The USMLE is a very unique test with three very different Steps. Step 1 features the traditional multiple choice format, but has no shortage of tricky questions and answers. However, if you are prepared and know the “tricks of the trade” the test makers use, you will be able to identify and pick the best answers to USMLE Step 1 questions.
Step 1 includes only multiple-choice questions with one best answer. This is the traditional, most frequently used multiple-choice format, except that USMLE questions can have up to 11 answer choices. USMLE test items consist of a statement or question followed by 3 to 11 response options arranged in alphabetical or logical order. Some of the questions require interpretation of graphic or pictorial materials. The response options for all questions are lettered (A, B, C, D, E, etc.). Your job is to select the best answer to the question. Other options may be partially correct, but there is only one best answer.
The most important thing to remember is that these questions require you to select not only a good answer, but the best answer from the choices given. One answer is always better than the others. Therefore, it is critical that you read through all of the options before making your choice. Remember, you don’t get any points for selecting the second best answer. If an answer choice seems partially correct, then it is entirely wrong.
To deal most effectively with exam questions, you need to have some understanding of how the questions are constructed. Getting a question correct means selecting the best answer. Incorrect options are called “distractors.” Their purpose is to distract; that is, to get you to pick them rather than the best answer. Each distractor will be selected by some examinees, or it would not be included as an option. Every option fools somebody. Your job is to not be misled.

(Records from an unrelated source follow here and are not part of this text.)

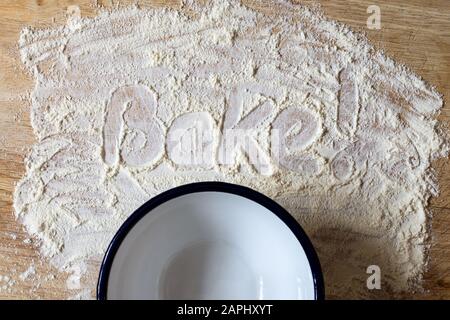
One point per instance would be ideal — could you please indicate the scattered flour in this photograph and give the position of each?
(330, 128)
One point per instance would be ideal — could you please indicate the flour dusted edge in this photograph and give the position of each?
(334, 131)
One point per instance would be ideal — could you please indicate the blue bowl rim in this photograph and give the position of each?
(211, 186)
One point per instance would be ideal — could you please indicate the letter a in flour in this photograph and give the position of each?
(239, 134)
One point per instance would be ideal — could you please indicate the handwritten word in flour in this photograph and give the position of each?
(132, 134)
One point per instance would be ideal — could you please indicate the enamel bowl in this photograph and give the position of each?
(210, 240)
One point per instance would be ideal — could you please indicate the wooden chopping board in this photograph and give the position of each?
(414, 32)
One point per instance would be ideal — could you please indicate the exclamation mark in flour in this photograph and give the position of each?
(348, 108)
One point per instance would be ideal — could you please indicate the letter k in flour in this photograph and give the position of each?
(239, 135)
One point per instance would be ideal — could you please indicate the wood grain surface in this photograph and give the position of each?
(413, 32)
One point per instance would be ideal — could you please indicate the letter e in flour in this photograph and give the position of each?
(293, 131)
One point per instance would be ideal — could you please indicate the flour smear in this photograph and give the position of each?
(120, 101)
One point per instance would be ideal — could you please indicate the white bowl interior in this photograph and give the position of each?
(210, 245)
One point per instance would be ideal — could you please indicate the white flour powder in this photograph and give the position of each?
(336, 132)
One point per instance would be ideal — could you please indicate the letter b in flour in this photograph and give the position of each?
(374, 280)
(131, 127)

In general, distractors will seem plausible and few will stand out as obviously incorrect. Distractors may be partially right answers but not the best answer. Common misconceptions, incomplete knowledge, and faulty reasoning will cause you to select a distractor.

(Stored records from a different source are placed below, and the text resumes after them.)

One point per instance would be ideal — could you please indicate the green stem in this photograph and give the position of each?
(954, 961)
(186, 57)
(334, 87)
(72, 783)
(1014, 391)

The test maker tells his or her question writers that their distractors must follow these five rules:
All options are meant to distract you, but often one of the distractors will seem better than the others, the so-called “preferred distractor.” While still incorrect, this is the wrong answer chosen most often. Preferred distractors are why you can often get yourself down to two choices: the correct answer versus the preferred distractor.
Selecting the correct answer is not a matter of splitting hairs. The correct answer will be clearly correct. If you think two answers are so close that you cannot reasonably choose between them, then the odds are that neither one is correct; you need to look carefully at a different option.
Many students have learned test-wise strategies and used them effectively on their medical school exams. These strategies will not help you on the USMLE. Worse, focusing on these test-wise strategies actually hurts you because it distracts you from doing the mental work you need to do to recall the proper content and think through the question.
This means that you should break yourself of the habit of looking for:
- Grammatical cues: where one or more distractors does not follow grammatically from the stem. For example, a stem ends in “an” and only some options begin with a vowel.
- Logical cues: where a subset of options is logically exhaustive, indicating that the answer is one of the subset. For example, including the three options: “greater than,” “same as,” and” less than” in a five-option question. You will also not find logically exhaustive options when one of the options is nonsensical.
- Absolute terms: terms such as “always” and “never,” which wise test-takers avoid, will not be used in this exam.
- Long correct answers: options will be the same in construction and level of detail. Efforts are made to ensure that the correct answer is not longer, more specific, or more complex than the other options.
- Word repeats: where the same word or phrase is included in both the stem and the correct answer.
- Word association links: where the correct answer can be arrived at by simple word association without a deeper understanding of the topic. For example, Vietnam veteran and post-traumatic stress can be associated. However, in a diagnostic stem about a Vietnam veteran, the correct answer may well be some other condition.
- Convergence strategy: where the correct answer includes most of the elements in common with the other options. For example, consider the following question:
The 16th president of the United States was
A. Julius Lincoln
B. Abraham Smith
C. Abraham Lincoln
D. Vladimir Lenin
E. Andrew Jackson
By the convergence strategy, the correct answer is “C” (two Lincolns and two Abrahams).
The USMLE will no longer feature the types of flaws mentioned above. If you’re thinking of using these strategies, don’t. Tricks don’t work on the USMLE. They distract you from the high-power cognitive strategies that are much more likely to lead to a correct answer.